An ex-cop who lied to the Police Integrity Commission about drug use changed his story after learning his hotel had been bugged, a Sydney court has heard.

A senior officer changed his evidence at the NSW Police Integrity Commission (PIC) after watching secretly recorded footage of himself popping an ecstasy pill, court documents show.

Former Hunter Valley inspector Matthew Dennis pleaded guilty to two counts of knowingly providing false information to the PIC following a drug-fuelled weekend on Queensland’s Gold Coast in October 2010.

An agreed statement of facts tendered to Sydney’s Downing Centre Local Court on Wednesday shows Dennis was caught up in a police surveillance sting targeting his “long time friend”, then a police superintendent.

When investigators discovered Dennis and the superintendent, who cannot be named, were planning a “boys’ trip” away with fellow serving and former officers, they set up hidden cameras and microphones in the men’s hotel rooms.
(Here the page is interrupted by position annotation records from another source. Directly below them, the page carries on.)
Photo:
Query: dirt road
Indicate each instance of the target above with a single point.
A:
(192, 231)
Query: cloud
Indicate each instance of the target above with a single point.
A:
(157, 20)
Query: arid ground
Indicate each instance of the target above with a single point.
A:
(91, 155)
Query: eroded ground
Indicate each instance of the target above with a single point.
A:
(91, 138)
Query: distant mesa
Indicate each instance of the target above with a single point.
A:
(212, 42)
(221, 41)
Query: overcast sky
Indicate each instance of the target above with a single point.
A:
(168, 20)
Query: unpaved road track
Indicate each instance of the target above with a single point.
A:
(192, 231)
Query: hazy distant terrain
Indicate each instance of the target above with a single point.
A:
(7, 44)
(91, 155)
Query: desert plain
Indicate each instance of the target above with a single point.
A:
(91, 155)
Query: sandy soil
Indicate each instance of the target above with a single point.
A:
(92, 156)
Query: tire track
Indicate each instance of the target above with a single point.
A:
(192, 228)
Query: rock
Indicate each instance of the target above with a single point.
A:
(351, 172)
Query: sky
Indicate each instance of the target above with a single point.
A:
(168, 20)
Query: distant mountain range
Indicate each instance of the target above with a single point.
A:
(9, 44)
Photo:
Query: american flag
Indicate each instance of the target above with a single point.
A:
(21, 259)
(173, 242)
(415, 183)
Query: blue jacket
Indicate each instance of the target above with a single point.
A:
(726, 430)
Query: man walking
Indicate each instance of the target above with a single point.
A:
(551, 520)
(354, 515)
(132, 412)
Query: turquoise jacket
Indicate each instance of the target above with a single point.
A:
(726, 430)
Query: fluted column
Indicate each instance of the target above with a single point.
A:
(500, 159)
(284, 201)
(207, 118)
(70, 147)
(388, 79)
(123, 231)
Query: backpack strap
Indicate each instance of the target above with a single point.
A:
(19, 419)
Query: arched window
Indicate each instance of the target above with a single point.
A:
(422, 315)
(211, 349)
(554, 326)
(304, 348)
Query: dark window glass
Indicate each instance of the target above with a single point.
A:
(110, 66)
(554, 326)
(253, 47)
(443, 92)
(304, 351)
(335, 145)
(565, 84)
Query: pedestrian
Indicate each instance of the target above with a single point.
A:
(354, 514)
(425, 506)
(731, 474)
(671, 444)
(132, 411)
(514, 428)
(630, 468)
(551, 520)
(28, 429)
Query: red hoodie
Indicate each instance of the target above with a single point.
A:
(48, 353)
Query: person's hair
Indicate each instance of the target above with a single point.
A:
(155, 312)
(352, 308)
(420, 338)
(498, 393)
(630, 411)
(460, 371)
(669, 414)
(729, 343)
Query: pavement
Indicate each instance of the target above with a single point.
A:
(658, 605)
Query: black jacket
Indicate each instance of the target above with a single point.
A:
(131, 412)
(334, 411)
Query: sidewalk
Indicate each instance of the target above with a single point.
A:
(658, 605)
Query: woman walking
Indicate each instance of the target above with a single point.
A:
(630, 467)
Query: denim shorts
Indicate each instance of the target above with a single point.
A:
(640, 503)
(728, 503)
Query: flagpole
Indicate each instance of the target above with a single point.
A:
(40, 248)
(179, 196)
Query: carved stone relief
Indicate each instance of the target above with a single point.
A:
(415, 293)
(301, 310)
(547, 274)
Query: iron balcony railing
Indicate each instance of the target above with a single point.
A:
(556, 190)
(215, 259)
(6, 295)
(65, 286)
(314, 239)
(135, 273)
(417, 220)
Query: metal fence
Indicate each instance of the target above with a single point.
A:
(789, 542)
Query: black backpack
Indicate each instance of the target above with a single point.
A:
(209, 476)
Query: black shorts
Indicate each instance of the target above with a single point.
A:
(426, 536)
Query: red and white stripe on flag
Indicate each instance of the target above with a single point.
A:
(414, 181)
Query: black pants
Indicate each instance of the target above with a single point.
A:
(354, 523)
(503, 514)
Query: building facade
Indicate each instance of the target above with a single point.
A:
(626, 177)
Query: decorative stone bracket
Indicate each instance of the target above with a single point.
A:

One video recorded on that weekend shows the superintendent asking Dennis if he had “had your pill” yet.

“I just had one, put it in my gullet,” Dennis replied.

Another video shows the men joking about eating hash cookies.

Dennis had told the commission during a private hearing on October 21, 2011, that he had never consumed cocaine or ecstasy, nor possessed illegal drugs.

But when he was brought back before the PIC three days later, the tapes were revealed.

“What was in your hand in the picture there now?” Dennis was asked by the PIC, after watching footage of himself put something in his mouth and wash it down with a swig from a takeaway cup.

“Well, it’s probably an ecstasy pill,” Dennis replied.

Asked why he had told the PIC that he had never seen one friend consume drugs, Dennis replied that watching the surveillance footage had jogged his memory.

“I didn’t recall previous to you showing me that (footage) that he’d actually taken drugs,” he told the PIC.

Karen Weeks, the lawyer for the former officer said Dennis had been suffering from ongoing mental health issues, including post traumatic stress, that flowed from two decades on the frontlines.

Ms Weeks made an application to have his matter discharged under Section 32 of the Mental Health Act.

“Not often is mental illness caused by decades of unselfish service to the community doing a job that we can barely imagine … scraping children off highways, picking up the parts of people who have committed suicide,” she told the court.

But Magistrate Lisa Stapleton rejected the application.

“The plea of guilty meant that when he sat in the witness box of the PIC in October 21, at the time he did it, he knew his answers were false,” she said.

The matter will return to court for sentencing in August.